Quick question.... sorry no advice or conclusion... I've never used/installed one.

Question.... do those illuminating/ locator switches require a neutral in the box.?

(Sounds like a good idea... but I don't want flickering junk either)

TIA


----------



## AllanJ (Nov 24, 2007)

Most locator switches do not need a neutral. These are more likely to flicker notably when the light being controlled is of very low wattage.

They also make illuminated toggle switches that do use a neutral. These are primarily used to glow when the light or device being controlled is "on" (used as an "in use" light) or to glow all of the time. Some can also be connected up with no neutral to glow only when the device being controlled is "off".

None of the above are guaranteed not to flicker due to manufacturing tolerances mentioned earlier or as they age.


----------



## Tom153 (Nov 10, 2016)

Do you know if the newer LED type locator lights are any better, or higher amp switches. I know Leviton has a note posted along with their 15 amp switch product with a neon locator light (5613-2I) that with some CFL or LED lights they might flicker, so they are well aware of the "defect". However, product (5649-2W) and the other 20 amp switches don't have such a note.


----------



## joed (Mar 13, 2005)

Usually it is the LED or CFL that flickers not he switch.


----------



## freeagent (Nov 11, 2011)

I have a Levitron dimmer switch that controls a singe 60W incandescent bulb that has a locator light. Just happens that today, before reading this thread, I noticed it was flickering. It is a model no longer made and goes 100% off when the slider is pushed as far as it can go. It also has an on/off switch. 

What I found, was that if the slider was not quite in the totally off position, the locator bulb flickered more. Only very slightly if switch and slider totally off.


----------



## Tom153 (Nov 10, 2016)

Asking Home Depot and Leviton, if they make any switch with a locator light, neon or LED that do not flicker; HD suggested that any installation with LED fixture could cause the locator light to flicker. The recommendation is to replace with a non-locator light type switch. Leviton didn't reply, but all their 15 amp locator Decor switches now carry a note that some CFL and LED luminaries can cause flickering of the locator light.

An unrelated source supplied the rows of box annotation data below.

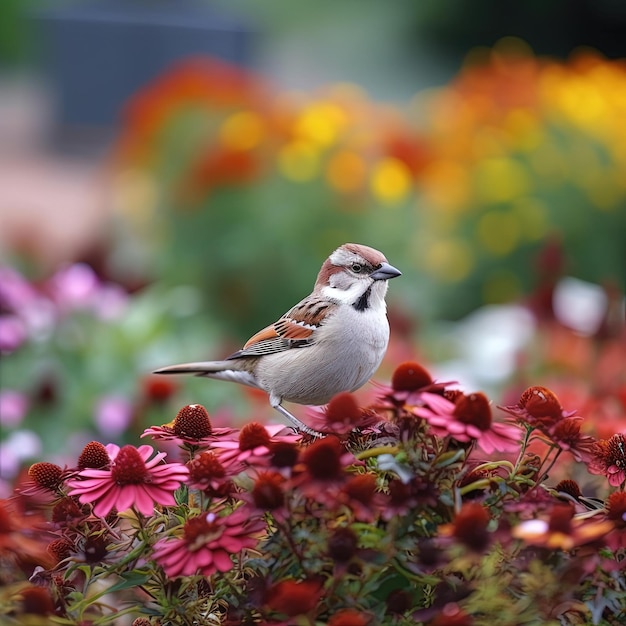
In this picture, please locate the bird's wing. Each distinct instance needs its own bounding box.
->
[228,298,332,359]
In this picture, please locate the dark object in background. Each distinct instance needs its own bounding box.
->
[33,0,253,143]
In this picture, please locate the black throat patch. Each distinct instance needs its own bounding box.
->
[352,287,372,311]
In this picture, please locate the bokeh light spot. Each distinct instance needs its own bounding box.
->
[278,141,320,182]
[476,211,520,256]
[326,150,366,193]
[371,158,411,204]
[296,102,346,147]
[474,157,530,203]
[423,238,474,282]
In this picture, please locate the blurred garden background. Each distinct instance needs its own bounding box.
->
[0,0,626,495]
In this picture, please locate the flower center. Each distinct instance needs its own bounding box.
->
[391,362,433,391]
[454,392,491,431]
[28,462,63,489]
[111,446,148,485]
[345,474,376,504]
[173,404,212,439]
[187,452,226,481]
[271,441,300,467]
[325,392,361,424]
[519,387,563,419]
[302,437,342,480]
[78,441,111,469]
[252,472,285,511]
[606,434,626,470]
[183,513,224,552]
[239,422,271,452]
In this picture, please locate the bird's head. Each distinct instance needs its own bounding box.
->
[315,243,401,311]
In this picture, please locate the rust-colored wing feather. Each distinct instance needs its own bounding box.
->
[228,298,330,359]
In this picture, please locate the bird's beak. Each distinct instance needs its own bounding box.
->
[370,263,402,280]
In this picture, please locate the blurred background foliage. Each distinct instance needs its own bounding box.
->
[0,0,626,488]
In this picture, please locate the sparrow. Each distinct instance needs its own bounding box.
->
[155,243,401,436]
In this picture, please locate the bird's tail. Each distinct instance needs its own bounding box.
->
[154,359,259,387]
[154,361,234,376]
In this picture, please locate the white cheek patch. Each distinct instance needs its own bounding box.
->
[330,248,356,266]
[322,281,364,304]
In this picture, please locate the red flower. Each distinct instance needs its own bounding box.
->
[414,392,521,454]
[153,508,264,578]
[382,361,454,409]
[67,443,189,517]
[499,386,576,431]
[309,392,382,436]
[213,422,300,467]
[587,434,626,487]
[141,404,234,448]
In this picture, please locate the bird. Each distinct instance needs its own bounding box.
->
[154,243,402,437]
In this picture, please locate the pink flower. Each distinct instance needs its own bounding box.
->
[372,361,455,409]
[67,443,189,517]
[414,392,521,454]
[308,392,383,436]
[153,507,264,578]
[207,422,300,466]
[587,433,626,487]
[141,404,235,449]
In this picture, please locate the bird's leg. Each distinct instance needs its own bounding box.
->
[270,398,324,437]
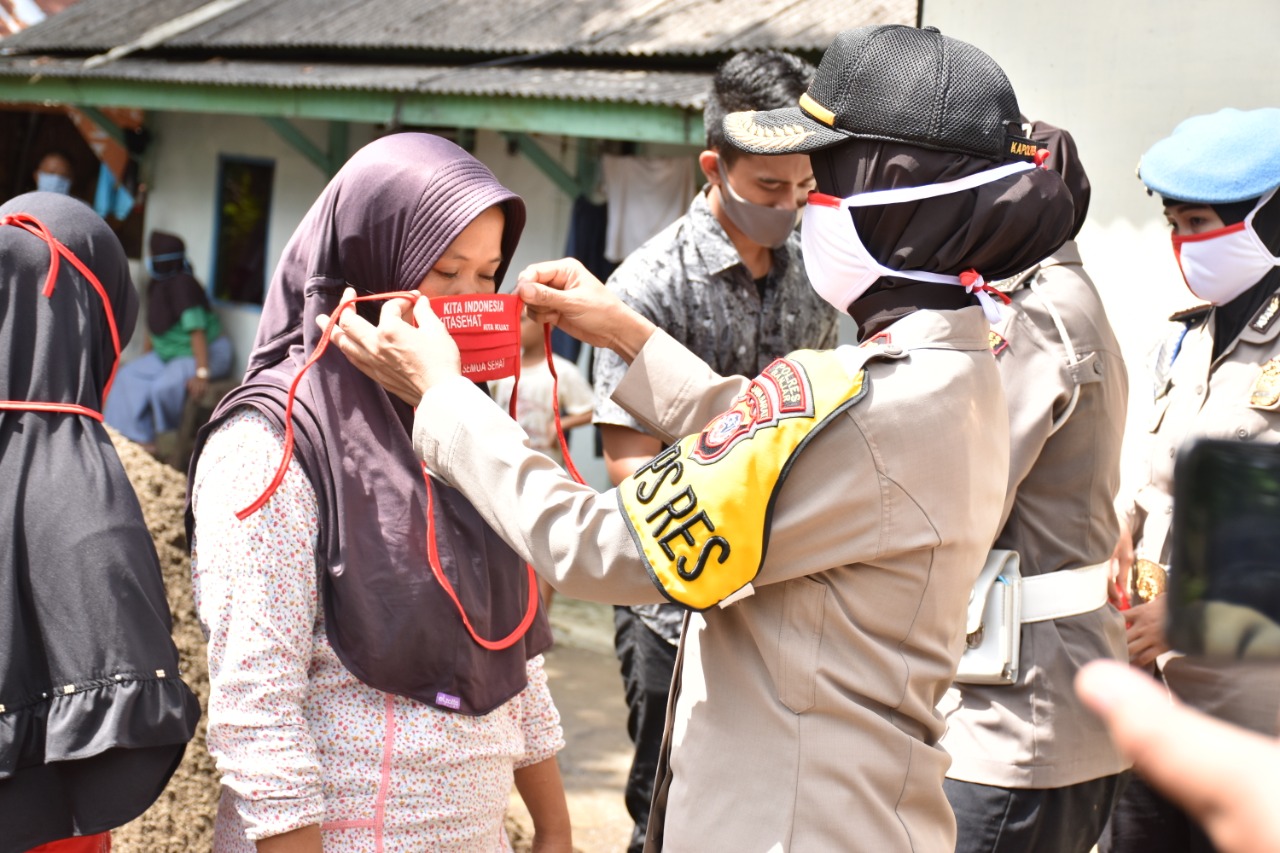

Since it is just an annoyance, having flickering lights, I'll wait awhile, see if Leviton or Luton or someone else figures out a way to make a switch with a locator feature work well with any LED type light fixture/bulb. Maybe in a few years they will have it figure out. If not, I'll just replace with a non illuminated switch when the annoyance factor gets too much for me, or I decide to sell my house.:wink2:


----------



## joed (Mar 13, 2005)

Those locator lights switches require a small current to flow through the load to light them. They have no neutral connection. That small current is a non issue for incandescents. CFLs and LED being such low power users will actually light(flicker) from that low current.
I don't know if they make them but you would need a switch with a neutral connection.


----------